When predicting a large number of classes it often becomes inefficient to train a generalized linear model for each distinct class (i.e. the parameters for each softmax node at the end of a neural network). On proposed solution has been to use offline clustering of output label representations to create binary codes for each label and then use log(G) distinct sigmoid outputs at the end of a neural network (see "A Scalable Hierarchical Distributed Language Model" by Hinton and Mnih). 

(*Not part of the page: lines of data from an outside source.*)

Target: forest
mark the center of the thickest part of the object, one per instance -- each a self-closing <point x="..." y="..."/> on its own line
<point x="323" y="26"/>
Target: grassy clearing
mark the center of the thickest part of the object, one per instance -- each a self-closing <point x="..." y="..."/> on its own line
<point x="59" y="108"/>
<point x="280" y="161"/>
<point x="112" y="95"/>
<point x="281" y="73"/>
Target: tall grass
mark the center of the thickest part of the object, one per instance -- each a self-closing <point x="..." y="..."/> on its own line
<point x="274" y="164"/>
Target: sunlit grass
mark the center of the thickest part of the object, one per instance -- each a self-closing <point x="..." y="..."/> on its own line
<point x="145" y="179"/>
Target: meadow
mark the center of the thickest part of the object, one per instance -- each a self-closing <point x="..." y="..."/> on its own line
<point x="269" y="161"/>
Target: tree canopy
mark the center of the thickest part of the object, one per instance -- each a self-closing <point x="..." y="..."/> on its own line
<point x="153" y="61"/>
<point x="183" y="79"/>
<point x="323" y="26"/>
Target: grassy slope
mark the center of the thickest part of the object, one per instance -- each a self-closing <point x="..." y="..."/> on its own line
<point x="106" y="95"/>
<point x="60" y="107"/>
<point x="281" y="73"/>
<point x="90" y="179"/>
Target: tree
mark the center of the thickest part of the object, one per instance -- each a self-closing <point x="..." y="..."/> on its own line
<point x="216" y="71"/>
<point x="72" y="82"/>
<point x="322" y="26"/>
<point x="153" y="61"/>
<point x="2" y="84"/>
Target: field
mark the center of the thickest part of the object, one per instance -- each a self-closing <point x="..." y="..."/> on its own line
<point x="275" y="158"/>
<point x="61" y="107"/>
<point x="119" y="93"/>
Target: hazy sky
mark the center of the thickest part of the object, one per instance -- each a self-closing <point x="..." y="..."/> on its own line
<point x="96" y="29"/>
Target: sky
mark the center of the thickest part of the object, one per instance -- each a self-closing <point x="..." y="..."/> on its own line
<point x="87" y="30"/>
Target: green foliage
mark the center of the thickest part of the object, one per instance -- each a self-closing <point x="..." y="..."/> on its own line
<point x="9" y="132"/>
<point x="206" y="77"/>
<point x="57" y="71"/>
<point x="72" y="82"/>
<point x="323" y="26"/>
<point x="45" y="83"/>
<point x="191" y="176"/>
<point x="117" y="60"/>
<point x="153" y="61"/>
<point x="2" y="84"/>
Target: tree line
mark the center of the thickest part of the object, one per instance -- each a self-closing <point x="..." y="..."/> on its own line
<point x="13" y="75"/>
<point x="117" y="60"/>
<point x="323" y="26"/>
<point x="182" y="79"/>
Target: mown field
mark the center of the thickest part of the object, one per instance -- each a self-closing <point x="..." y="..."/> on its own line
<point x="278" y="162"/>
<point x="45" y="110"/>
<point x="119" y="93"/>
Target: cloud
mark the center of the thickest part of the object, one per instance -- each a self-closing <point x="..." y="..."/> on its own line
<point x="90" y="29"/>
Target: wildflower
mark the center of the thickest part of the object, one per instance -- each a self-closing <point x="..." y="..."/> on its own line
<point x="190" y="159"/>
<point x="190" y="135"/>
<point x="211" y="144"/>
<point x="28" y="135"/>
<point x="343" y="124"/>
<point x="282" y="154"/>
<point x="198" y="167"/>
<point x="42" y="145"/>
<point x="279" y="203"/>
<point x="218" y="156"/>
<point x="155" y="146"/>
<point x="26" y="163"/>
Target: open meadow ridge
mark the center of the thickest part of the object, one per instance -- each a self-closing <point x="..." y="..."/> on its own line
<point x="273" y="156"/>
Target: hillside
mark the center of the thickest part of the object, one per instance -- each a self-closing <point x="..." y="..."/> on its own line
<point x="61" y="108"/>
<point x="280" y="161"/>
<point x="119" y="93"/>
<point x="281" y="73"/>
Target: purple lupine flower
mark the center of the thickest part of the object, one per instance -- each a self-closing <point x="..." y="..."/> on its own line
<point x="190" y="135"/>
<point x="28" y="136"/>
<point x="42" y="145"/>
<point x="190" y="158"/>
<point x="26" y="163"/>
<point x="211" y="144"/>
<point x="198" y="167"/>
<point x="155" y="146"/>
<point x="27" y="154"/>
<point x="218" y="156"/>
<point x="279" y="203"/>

Why not instead learn an optimal encoding of the output labels interleaved with training the predictive model? Here we're experimenting with assigning initial random codes, training a multi-output linear regression, and then finding better output codes by averaging the predicted output codes of samples associated with each class. 

In [1]:
import sklearn

In [2]:
data = sklearn.datasets.fetch_20newsgroups_vectorized()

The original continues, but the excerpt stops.